Endpoint format: https://nyc3.digitaloceanspaces.com (regions: nyc3, sfo3, sgp1, ams3)

Wasabi

Endpoint format: https://s3.us-east-1.wasabisys.com (check Wasabi docs for region endpoints)

AWS S3

Endpoint format: https://s3.us-east-1.amazonaws.com
AWS S3 has high egress costs ($0.09/GB). Consider providers with free egress for frequent downloads.

Cloudflare R2

Endpoint format: https://<account_id>.r2.cloudflarestorage.com
Cloudflare R2 has zero egress fees - best for frequent data downloads.

Other Providers

Works with Backblaze B2, MinIO (self-hosted), and any S3-compatible service. Check your provider’s documentation for endpoint URLs.

How It Works

When a spider completes in Airflow, crawl results are saved locally to DATA_DIR/<project>/<spider>/crawls/crawl_TIMESTAMP.jsonl.
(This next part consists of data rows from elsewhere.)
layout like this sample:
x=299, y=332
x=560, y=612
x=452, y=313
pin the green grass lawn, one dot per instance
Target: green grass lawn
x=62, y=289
If S3 is configured, files are automatically uploaded to s3://<bucket>/<spider_name>/crawl_TIMESTAMP.jsonl in the background. Local files are preserved - S3 is for backup/archiving only.

Verification

Airflow DAGs log S3 status on startup: S3 Upload: ENABLED or DISABLED (credentials not found). If disabled, verify all 4 environment variables are set. Test connection using AWS CLI:
aws s3 ls s3://your-bucket/ --endpoint-url https://your-endpoint.com

Use Cases

  • Backup & Disaster Recovery - Automatic off-site backup with easy restoration
  • Data Sharing - Centralized storage for team access across systems
  • Archiving - Long-term storage cheaper than local SSD/NVMe
  • Multi-Region Deployment - Centralize data from crawlers in multiple regions

Cost Considerations

Storage: ~0.0050.005-0.023/GB/month (Hetzner and Backblaze cheapest) Egress (downloads): Free for Hetzner, Wasabi, and Cloudflare R2. AWS charges $0.09/GB.
For frequent downloads, use Cloudflare R2, Hetzner, or Wasabi for free egress.

Troubleshooting

Upload not happening: Verify all 4 S3 variables are set in .env, check Airflow logs, and confirm bucket exists. Remember: regular ./scrapai crawl does NOT upload to S3 (only Airflow workflows). Authentication error: Test with aws s3 ls --endpoint-url $S3_ENDPOINT. Verify credentials, endpoint URL, and bucket permissions. Files not appearing: Check Airflow logs for upload task status and browse bucket with aws s3 ls s3://your-bucket/ --endpoint-url $S3_ENDPOINT. Upload too slow: Choose provider closer to your location or with better bandwidth. Bucket access denied: Verify bucket exists and check IAM/access policies. For AWS, ensure user has s3:PutObject, s3:GetObject, and s3:ListBucket permissions.

Manual Upload

For non-Airflow crawls, use AWS CLI to manually upload:
aws s3 cp DATA_DIR/<project>/<spider>/crawls/crawl_TIMESTAMP.jsonl \
  s3://your-bucket/<spider_name>/ --endpoint-url $S3_ENDPOINT

Best Practices

  1. Create and test bucket before enabling uploads
  2. Use meaningful names like scrapai-prod, scrapai-dev
  3. Enable versioning to protect against overwrites (optional)
  4. Set lifecycle policies to auto-delete old files (optional)
  5. Monitor storage costs and clean up unused data
  6. Secure credentials - never commit .env, rotate keys periodically

When to Use S3 Storage

Use S3 for data backup/archiving, sharing across systems, off-site storage of large crawls, or when using Airflow workflows.